I’d say a lot of engineering students don’t learn SolidWorks until college. But not sure how much they “teach” it and how much is learned along the way. (Maybe younger posters can comment.)

Per “EE / minor ME” … read some of the other threads about minors. In engineering, typically students just pick one major and then take some extra courses as schedule allows.

EEs don’t typically visualize a lot of parts, unless you are doing chips or robotics or electromechanics where geometry is very important. MEs seem to visualize a lot more.

Minors can involve as few as 5 courses with some credit for say EE classes that are say electromechanical (not circuits which is just a standard eng course).

I would encourage you to carefully puruse some 4 year plans for EE and ME for various schools you are considering, including how minors work, etc.

Training your brain to understand 3D geometries is actually quite useful, my best advice is to think in terms of X-Y-Z coordinates in layouts at the part level, you can then move and rotate them into place. And nothing will break … if you move it to the wrong place, look at the results, undo, and move it again (translation, rotation, scaling, whatever). Are you female ? The conventional wisdom is that females have less ingrained aptitude for 3D than males due to using both sides of the brain … which might just be sexist drivel … but maybe give yourself a break and some credit for not playing enough video games or building with Legos …

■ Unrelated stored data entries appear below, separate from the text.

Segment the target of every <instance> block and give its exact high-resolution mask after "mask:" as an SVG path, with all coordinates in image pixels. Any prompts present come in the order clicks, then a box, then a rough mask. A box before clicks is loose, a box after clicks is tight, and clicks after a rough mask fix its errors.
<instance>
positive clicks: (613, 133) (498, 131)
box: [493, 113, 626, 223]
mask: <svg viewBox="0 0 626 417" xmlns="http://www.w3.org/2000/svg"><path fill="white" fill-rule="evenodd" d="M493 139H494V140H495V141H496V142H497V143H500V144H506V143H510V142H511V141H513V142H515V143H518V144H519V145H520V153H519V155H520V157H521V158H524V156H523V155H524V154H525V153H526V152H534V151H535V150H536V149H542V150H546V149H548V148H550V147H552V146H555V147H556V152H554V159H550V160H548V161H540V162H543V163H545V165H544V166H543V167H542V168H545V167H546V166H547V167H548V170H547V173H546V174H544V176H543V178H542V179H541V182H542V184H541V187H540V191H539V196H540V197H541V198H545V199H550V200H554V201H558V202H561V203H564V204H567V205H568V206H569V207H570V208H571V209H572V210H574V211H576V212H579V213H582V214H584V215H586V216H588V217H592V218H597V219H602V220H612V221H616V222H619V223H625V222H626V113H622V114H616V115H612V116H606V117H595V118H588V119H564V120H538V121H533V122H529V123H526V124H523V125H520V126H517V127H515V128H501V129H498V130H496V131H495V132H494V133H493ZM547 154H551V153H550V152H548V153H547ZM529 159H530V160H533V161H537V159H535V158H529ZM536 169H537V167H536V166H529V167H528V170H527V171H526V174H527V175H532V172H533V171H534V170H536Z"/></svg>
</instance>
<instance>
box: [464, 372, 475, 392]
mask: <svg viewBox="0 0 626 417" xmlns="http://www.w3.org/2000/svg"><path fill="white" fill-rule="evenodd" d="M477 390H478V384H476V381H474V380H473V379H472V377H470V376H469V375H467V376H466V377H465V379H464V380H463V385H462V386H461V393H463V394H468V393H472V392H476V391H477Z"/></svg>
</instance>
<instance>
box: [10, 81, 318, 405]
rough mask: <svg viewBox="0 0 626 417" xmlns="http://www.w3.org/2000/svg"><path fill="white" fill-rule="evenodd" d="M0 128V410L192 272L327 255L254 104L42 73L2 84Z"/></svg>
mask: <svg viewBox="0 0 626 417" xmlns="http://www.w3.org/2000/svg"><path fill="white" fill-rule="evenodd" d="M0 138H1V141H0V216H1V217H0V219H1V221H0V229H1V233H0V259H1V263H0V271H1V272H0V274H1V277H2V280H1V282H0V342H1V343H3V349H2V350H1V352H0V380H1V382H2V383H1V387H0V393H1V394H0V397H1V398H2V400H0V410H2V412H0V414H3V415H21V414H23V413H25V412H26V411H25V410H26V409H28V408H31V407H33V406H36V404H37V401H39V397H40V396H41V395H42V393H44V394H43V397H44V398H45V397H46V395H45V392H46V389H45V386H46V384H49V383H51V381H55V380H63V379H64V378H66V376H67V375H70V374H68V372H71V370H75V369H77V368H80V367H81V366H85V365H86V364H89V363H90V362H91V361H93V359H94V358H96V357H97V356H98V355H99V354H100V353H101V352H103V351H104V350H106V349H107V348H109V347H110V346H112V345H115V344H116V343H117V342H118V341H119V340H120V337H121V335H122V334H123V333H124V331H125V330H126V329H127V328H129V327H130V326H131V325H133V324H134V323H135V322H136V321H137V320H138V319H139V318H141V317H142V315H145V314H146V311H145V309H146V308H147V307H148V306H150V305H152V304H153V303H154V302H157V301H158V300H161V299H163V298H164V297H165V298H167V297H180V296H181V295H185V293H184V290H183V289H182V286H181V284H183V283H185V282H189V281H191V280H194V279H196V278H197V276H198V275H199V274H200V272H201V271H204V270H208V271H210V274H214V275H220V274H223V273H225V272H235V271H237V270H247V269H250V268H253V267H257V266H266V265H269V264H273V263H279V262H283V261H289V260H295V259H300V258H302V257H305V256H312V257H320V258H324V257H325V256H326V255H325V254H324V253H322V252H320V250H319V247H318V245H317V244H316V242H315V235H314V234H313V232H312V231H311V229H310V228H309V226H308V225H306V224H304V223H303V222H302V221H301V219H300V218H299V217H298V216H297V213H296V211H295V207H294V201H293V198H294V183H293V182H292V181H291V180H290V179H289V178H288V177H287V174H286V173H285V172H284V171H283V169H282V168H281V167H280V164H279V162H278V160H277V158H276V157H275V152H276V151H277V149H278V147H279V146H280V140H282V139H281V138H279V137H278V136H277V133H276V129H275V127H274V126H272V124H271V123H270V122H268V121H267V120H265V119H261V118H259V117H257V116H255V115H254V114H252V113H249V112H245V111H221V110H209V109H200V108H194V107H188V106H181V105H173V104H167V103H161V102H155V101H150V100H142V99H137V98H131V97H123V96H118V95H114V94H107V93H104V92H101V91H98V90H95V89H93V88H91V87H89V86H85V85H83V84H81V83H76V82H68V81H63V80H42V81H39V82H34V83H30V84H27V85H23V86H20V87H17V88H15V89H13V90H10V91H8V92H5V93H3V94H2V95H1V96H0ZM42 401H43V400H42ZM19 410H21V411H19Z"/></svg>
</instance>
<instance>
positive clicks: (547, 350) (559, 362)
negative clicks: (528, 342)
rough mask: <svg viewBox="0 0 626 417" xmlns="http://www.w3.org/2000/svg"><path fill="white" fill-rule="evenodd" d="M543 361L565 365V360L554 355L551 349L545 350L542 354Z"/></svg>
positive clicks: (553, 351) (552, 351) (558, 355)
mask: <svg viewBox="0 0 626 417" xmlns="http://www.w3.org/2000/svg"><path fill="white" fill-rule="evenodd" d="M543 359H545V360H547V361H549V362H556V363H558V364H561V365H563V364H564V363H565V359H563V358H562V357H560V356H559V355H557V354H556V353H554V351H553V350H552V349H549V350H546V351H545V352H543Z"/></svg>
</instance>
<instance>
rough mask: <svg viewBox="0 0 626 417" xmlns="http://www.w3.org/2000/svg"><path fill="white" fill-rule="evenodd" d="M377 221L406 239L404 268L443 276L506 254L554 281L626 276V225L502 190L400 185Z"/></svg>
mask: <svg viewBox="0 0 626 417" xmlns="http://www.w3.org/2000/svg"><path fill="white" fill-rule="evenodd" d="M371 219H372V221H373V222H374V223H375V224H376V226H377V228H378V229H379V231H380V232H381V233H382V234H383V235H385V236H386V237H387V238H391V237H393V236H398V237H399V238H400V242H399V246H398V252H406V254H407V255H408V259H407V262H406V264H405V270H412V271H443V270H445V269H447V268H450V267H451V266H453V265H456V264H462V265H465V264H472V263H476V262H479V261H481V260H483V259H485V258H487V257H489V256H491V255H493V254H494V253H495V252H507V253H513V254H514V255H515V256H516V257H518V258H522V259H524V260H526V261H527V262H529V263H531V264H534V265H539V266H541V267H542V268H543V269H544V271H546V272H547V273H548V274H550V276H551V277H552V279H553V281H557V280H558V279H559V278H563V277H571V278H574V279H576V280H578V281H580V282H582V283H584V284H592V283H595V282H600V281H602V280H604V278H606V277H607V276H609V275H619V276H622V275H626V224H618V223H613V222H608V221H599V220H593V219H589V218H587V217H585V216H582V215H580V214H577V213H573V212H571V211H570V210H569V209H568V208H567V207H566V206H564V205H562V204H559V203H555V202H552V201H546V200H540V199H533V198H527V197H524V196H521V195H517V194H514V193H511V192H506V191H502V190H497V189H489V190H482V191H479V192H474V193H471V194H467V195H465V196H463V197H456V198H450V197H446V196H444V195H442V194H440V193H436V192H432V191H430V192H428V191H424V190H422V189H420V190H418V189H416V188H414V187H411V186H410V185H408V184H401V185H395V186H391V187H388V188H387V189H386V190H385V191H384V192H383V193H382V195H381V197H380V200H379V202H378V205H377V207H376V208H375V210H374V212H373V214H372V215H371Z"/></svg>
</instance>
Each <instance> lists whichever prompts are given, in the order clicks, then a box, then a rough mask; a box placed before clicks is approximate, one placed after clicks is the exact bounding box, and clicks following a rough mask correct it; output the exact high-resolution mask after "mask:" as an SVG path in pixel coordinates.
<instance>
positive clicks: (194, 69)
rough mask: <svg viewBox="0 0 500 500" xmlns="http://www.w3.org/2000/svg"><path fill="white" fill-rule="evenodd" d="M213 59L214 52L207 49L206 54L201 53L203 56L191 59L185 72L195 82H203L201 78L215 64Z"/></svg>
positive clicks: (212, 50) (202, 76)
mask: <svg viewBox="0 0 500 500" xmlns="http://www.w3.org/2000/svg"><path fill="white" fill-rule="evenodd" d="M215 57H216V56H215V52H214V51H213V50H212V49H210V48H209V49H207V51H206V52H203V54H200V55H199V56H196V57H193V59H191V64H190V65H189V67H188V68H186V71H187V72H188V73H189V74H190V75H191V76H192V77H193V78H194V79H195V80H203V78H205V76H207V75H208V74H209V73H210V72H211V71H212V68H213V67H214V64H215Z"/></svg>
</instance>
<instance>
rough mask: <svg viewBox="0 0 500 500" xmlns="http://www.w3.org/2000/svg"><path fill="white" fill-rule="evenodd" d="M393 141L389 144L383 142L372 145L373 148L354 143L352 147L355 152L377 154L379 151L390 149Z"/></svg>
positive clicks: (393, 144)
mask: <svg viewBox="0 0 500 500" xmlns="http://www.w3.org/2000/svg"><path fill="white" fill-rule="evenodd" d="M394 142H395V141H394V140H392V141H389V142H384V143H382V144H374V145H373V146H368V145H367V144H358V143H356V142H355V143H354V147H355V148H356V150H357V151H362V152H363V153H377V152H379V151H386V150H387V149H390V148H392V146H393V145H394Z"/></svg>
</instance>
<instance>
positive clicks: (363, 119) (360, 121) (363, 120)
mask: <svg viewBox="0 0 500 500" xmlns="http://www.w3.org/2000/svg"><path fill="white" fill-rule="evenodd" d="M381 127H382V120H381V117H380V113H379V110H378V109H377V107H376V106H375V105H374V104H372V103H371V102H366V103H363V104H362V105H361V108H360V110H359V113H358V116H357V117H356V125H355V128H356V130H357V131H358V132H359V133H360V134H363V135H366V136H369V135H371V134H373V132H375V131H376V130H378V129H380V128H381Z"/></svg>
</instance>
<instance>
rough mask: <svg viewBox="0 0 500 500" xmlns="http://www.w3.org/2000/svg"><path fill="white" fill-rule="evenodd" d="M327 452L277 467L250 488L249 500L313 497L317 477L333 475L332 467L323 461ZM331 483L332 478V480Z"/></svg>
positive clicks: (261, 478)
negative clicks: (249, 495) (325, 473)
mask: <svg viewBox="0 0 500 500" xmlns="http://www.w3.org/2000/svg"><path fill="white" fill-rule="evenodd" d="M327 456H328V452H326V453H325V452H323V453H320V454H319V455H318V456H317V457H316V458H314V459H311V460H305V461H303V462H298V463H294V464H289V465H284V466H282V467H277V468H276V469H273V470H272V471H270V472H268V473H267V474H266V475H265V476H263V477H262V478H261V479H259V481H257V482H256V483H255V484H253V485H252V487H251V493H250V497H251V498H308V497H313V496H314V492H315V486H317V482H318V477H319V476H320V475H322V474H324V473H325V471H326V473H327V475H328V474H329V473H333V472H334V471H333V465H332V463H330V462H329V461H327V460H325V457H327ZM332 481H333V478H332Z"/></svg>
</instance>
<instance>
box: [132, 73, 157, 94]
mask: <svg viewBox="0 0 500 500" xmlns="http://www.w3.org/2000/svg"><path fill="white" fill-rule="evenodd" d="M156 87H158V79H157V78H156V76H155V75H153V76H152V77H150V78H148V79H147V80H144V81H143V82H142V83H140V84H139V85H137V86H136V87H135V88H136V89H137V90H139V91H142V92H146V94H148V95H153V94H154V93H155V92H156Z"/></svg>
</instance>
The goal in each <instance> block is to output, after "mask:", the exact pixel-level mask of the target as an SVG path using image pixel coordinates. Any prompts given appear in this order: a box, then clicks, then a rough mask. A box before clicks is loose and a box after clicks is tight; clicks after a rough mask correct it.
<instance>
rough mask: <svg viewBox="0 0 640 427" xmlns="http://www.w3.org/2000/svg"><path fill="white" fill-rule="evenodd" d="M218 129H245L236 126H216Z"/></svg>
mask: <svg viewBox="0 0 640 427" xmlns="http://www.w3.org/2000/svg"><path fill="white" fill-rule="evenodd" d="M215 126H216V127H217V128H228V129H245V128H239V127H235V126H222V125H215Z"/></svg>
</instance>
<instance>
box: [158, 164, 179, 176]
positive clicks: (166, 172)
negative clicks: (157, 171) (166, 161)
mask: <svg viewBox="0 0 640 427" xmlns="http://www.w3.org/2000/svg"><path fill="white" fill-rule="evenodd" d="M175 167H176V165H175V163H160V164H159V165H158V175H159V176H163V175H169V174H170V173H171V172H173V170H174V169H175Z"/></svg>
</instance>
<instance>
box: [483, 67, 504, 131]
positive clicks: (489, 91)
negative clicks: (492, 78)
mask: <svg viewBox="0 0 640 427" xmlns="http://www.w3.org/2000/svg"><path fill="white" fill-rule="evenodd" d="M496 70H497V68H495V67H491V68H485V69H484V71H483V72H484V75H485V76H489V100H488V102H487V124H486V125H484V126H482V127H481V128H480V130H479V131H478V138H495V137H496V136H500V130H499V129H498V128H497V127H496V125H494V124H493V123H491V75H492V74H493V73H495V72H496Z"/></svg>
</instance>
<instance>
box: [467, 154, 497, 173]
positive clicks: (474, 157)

effort will overcome this … it’s like missing the tennis ball all day on your first day … you can say, I stink at tennis, or you can teach yourself to hit a gentle lob and keep working at it … you may end up much better than your more talented peers who don’t play.

The grade will improve with effort too …

And if you get better and still don’t like it, maybe just skip deep ME coursework and concentrate on electrons …

I can’t speak for every school, but I know at Georgia Tech, we teach everything (CAD, physics, calculus) as though you’ve had no exposure to it before. Having a background in these allows you to test out/have a leg up in class, but you aren’t expected to know CAD by any means. I certainly didn’t. At GT at least, you can’t even place out of the CAD class (required for ME, CE, AE and no other engineering majors), except maybe by special request. It’s a very, very basic class.

Don’t worry about the CAD class! I don’t think getting a B or C will affect your chances of admission to schools, and it definitely isn’t a sign that engineering isn’t for you.

Thanks for the awesome advice everyone!!! I’m glad it’s not going to make or break me for engineering. :wink:

3D visualization is an important skill that develops over time. Virtually everyone I know has really struggled with it at one point or another. CAD systems tend to be extremely particular where it can be hard to climb the software’s learning curve. Keep your head up. It’s a great skill to be exposed to in high school, but it’s certainly not the end all be all of engineering.